Although Minas, as the state is called, had been behind on debt payments for
four months, the Governor's declaration drew investors' attention away from the
progress the Brazilian Congress was making toward passing parts of a $23.5
billion package of income tax increases and spending cuts.
Instead, it
highlighted the financial travails of state governments and raised doubts about
Brazil's underlying solvency as word spread that nearly a dozen states were
behind on their payments to the federal Government.
The stock market has nose-dived 23 percent in the last five trading days, and
today the Brazilian
central bank did what it had sworn it would never do: devalued the currency by
a steep 8 percent.
The anger that moved Mr. Franco, most analysts agree, began last spring when he
tried to win the nomination of his Brazilian Democratic Movement Party, one of
six partners in Mr.
Cardoso's ruling coalition, to run against the President in elections scheduled
for October. Mr. Cardoso, who had pushed through a constitutional amendment to
allow his own re-election bid, lobbied Mr.
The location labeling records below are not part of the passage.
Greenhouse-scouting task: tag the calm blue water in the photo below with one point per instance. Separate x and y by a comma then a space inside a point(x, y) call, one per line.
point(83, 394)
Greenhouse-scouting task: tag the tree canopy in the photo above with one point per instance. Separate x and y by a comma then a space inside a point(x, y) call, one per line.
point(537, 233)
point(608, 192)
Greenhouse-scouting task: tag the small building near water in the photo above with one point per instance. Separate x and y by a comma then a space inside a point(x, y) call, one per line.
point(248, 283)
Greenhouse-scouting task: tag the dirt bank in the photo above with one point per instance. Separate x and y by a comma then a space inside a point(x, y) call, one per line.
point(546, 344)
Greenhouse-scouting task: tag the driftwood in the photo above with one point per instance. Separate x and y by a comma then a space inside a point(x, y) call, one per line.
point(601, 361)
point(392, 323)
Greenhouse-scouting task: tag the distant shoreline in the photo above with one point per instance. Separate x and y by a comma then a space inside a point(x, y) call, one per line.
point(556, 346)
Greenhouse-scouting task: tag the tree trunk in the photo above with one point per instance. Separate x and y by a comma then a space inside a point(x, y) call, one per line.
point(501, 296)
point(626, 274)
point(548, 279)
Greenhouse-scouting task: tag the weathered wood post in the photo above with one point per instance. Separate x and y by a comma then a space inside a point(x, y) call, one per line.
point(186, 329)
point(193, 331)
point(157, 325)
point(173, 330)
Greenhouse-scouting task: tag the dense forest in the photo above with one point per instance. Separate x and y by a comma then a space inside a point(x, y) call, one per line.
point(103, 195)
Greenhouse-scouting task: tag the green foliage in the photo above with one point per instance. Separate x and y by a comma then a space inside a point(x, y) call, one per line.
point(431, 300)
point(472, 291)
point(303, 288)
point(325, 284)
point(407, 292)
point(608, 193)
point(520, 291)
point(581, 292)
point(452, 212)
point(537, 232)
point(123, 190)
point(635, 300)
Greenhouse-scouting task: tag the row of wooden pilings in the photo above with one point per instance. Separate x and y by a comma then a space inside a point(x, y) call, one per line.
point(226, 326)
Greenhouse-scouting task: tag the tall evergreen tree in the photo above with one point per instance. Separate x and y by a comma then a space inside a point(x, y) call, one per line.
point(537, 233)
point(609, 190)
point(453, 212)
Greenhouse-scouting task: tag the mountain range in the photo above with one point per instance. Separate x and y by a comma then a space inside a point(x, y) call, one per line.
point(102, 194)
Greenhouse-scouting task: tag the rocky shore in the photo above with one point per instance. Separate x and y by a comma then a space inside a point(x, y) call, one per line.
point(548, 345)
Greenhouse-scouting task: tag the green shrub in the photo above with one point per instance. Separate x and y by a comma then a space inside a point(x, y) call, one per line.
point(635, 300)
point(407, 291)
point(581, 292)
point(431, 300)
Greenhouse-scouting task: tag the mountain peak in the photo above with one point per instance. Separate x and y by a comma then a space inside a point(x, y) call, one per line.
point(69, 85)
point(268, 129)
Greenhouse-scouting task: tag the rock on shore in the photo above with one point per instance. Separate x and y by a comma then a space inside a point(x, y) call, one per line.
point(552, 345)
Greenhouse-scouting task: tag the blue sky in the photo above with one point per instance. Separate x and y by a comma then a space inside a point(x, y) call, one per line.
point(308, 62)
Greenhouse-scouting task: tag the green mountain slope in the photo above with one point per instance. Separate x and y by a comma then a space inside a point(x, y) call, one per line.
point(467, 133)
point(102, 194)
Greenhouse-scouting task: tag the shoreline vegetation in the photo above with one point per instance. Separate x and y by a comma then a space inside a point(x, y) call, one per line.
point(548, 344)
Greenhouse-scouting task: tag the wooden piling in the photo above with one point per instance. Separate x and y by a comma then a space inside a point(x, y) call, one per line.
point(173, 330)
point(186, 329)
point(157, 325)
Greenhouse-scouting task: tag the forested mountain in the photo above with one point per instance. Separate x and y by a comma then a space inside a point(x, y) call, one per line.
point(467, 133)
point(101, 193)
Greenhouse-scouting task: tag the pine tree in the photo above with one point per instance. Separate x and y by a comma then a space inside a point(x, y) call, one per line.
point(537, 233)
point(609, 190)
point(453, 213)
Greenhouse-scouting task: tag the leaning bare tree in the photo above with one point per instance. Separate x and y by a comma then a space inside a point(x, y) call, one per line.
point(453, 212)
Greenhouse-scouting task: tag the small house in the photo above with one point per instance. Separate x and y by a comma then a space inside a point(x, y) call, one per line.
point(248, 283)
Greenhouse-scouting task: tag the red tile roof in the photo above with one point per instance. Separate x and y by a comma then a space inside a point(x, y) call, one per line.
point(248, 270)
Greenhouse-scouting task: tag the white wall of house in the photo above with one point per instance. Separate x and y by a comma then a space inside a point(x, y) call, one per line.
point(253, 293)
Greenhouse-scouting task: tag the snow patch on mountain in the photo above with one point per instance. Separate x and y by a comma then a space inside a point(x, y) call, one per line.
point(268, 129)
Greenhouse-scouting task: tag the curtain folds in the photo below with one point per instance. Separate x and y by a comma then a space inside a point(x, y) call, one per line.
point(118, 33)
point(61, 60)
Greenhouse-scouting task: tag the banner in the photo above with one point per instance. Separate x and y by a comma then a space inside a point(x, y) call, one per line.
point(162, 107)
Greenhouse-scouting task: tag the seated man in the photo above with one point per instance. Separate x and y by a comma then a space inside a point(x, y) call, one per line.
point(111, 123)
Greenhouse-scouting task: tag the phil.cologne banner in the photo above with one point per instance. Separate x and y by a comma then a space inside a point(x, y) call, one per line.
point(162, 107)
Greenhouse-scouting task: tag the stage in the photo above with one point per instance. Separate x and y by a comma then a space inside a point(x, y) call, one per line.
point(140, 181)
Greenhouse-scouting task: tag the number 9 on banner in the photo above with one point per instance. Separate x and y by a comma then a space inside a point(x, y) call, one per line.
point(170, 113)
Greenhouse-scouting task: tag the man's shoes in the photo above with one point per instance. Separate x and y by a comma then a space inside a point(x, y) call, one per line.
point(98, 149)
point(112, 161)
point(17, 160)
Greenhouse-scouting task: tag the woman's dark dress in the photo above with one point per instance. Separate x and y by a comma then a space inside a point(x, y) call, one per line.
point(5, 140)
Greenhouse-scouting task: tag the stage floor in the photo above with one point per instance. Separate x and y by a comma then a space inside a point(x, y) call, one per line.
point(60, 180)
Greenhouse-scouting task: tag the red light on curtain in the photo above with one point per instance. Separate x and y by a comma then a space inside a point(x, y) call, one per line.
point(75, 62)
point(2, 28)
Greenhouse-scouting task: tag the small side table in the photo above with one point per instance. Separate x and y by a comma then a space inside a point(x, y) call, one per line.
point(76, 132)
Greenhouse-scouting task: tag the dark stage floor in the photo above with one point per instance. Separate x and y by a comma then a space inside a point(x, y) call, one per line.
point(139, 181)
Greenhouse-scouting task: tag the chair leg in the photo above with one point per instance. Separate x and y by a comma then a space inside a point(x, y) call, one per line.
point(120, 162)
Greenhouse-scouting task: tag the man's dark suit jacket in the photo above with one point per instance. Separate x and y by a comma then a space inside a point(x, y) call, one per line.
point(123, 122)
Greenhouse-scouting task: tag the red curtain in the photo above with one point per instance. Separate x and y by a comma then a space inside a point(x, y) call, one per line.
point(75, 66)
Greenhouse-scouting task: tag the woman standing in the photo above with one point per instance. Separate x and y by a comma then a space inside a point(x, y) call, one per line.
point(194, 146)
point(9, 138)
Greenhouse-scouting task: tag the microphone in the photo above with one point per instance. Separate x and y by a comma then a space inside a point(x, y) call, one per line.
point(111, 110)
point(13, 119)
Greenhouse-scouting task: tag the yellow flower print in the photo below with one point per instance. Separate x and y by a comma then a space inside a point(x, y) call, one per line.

Franco's party hard to prevent the
Franco candidacy.
The former President, when he spoke to his
party's convention, was ridiculed and jeered by politicians who had courted him
just a few years earlier. Even before the party convention began, Mr. Franco
competed with Mr. Cardoso, who had served under him as Finance Minister, over
credit for the anti-inflationary economic policy
on which Mr. Cardoso built his path to the nation's top job.
After these bitter and scalding experiences, Mr. Franco instead ran for and was
elected Governor of Minas Gerais in the first round of balloting in October.
Within days of his swearing in on Jan. 1, Mr.
Franco announced the moratorium, throwing in a threat, later rescinded, to
delay a $108 million Eurobond payment coming due on Feb. 10. With investors
already skittish over Brazil, Mr. Franco's mention of a possible moratorium
shook the walls of Brazil's fiscal
house, raising questions of its possible collapse.
One political analyst, David Fleischer of the University of Brasilia, called
the former President's decision
"a spark in the powder room," and said,
"He's been waiting around the corner for Fernando Henrique and the others who
tried to ditch him in the party convention, and this is what he
decided to do as soon as he got into office."
Mr. Franco's salvo not only had large consequences on the economic front. It
also fanned fears of a political rebellion, pitting state governors coming into
office, many inheriting the overspent budgets of previous administrations,
against a federal Government
bent on austerity.
So far, Brazil's 26 other governors have not defied the central Government as
openly as Mr. Franco has. In a meeting in Sao Luis last night, however, 11
governors demanded that the Government postpone debt payments for 90 to 120
days and that
it reduce interest rates.
"There are 26 governors working to make a compromise solution,," said Walder de Goes, president of the Brazilian Institute of Political
Studies.
"Itamar Franco is crazy," Mr. de Goes added.
"He decided to break the system."
The states, Mr. de Goes said,
owe the federal Government about $40 billion in payments due this year.
The federal Government could force the states to pay up by withholding state
shares of Government revenue and seizing the receipts from sales taxes. A state
in default also risks seeing its interest rate jump to
29 percent from 7 percent.
With his currency plan's survival at stake, and Brazil's credibility among
international investors on the line, President Cardoso appears intent on
projecting a stern image. He has warned the governors that Brazil, at both the
state and federal levels, must meet its
debt obligations.
"Rules are made to be followed," the President said at a news conference in Brasilia yesterday.